World Triathlon will trial RaceRanger anti-drafting technology ©World Triathlon

World Triathlon has announced an agreement with New Zealand based company RaceRanger to trial anti-drafting technology in competitions.

RaceRanger was developed by James Elvery and Dylan McNeice, who competed as professional triathletes at top level World Triathlon and long-distance level.

World Triathlon said the development of RaceRanger, an electronic sensor system, was developed in collaboration with their sports team.

RaceRanger comprises two electronic units that triathletes in non-drafting competitions attach to their bicycles.

One electronic unit is placed at the front of the bike with the other located at the rear.

All athletes will have the devices fitted before the event.

World Triathlon says the rear unit features a light that directs a light signal backwards to a following competitor, providing information about their following distance.

The system will detect when infringements occur and send data to technical officials patrolling the course, via a tablet app interface.

The official assesses the situation in real-time and can then make a decision on whether a penalty needs to be applied through the system.

World Triathlon hopes use of the technology will eliminate subjective naked eye judgements, ensuring fair play for all competitors.

"World Triathlon is one of the most progressive and innovative sporting organisations in the world, and we have proved this approach multiple times," said Marisol Casado, World Triathlon President.

"With this agreement with RaceRanger, we want to make the athlete experience better, providing new technologies that will increase the fairness of the competition for all athletes, especially the ones competing in longer distance formats.

"I am really proud of our involvement in bringing the RaceRanger project to life from the beginning, supporting new ideas and technologies that will help develop our sport and make it even more accessible for all in the near future."

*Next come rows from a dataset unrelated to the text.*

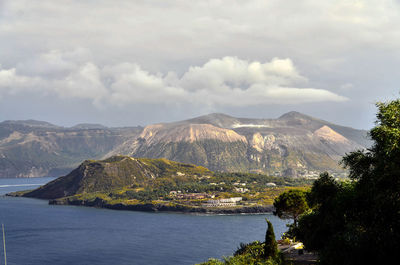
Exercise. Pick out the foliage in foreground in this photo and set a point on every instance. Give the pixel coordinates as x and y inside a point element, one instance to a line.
<point>254,253</point>
<point>358,222</point>
<point>291,204</point>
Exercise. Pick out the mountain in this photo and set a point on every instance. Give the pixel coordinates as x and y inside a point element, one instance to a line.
<point>116,173</point>
<point>35,148</point>
<point>292,145</point>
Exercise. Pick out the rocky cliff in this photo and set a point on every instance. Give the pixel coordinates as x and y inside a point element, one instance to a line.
<point>293,144</point>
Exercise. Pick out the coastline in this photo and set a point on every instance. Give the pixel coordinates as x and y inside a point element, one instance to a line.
<point>159,207</point>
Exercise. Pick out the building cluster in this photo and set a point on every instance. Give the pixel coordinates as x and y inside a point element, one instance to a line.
<point>223,202</point>
<point>190,196</point>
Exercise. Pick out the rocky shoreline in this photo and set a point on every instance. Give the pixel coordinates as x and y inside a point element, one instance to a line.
<point>151,207</point>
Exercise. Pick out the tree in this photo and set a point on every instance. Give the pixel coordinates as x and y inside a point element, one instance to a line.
<point>270,247</point>
<point>291,204</point>
<point>358,222</point>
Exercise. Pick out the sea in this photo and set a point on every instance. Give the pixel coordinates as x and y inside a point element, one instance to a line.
<point>37,233</point>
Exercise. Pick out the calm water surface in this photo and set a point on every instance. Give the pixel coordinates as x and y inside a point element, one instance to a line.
<point>41,234</point>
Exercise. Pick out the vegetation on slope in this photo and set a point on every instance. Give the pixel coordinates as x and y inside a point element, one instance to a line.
<point>124,182</point>
<point>357,221</point>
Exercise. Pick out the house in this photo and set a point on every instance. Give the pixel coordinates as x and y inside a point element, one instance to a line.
<point>230,202</point>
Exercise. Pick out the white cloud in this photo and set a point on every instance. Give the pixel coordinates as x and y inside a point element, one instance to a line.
<point>228,81</point>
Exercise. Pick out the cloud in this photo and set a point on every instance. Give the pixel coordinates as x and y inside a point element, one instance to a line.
<point>228,81</point>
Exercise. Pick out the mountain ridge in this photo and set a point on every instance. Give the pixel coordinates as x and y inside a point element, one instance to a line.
<point>288,145</point>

World Triathlon says non-drafting events make up approximately 85 per cent of triathlon competitions globally.

The public trial period will be conducted at selected events held during the New Zealand summer.

The trial will be overseen by technical officials from Triathlon New Zealand.

The RaceRanger system will be reviewed following the events.

World Triathlon said its future use and development will be assessed, with the governing body’s competition rules adjusted as required.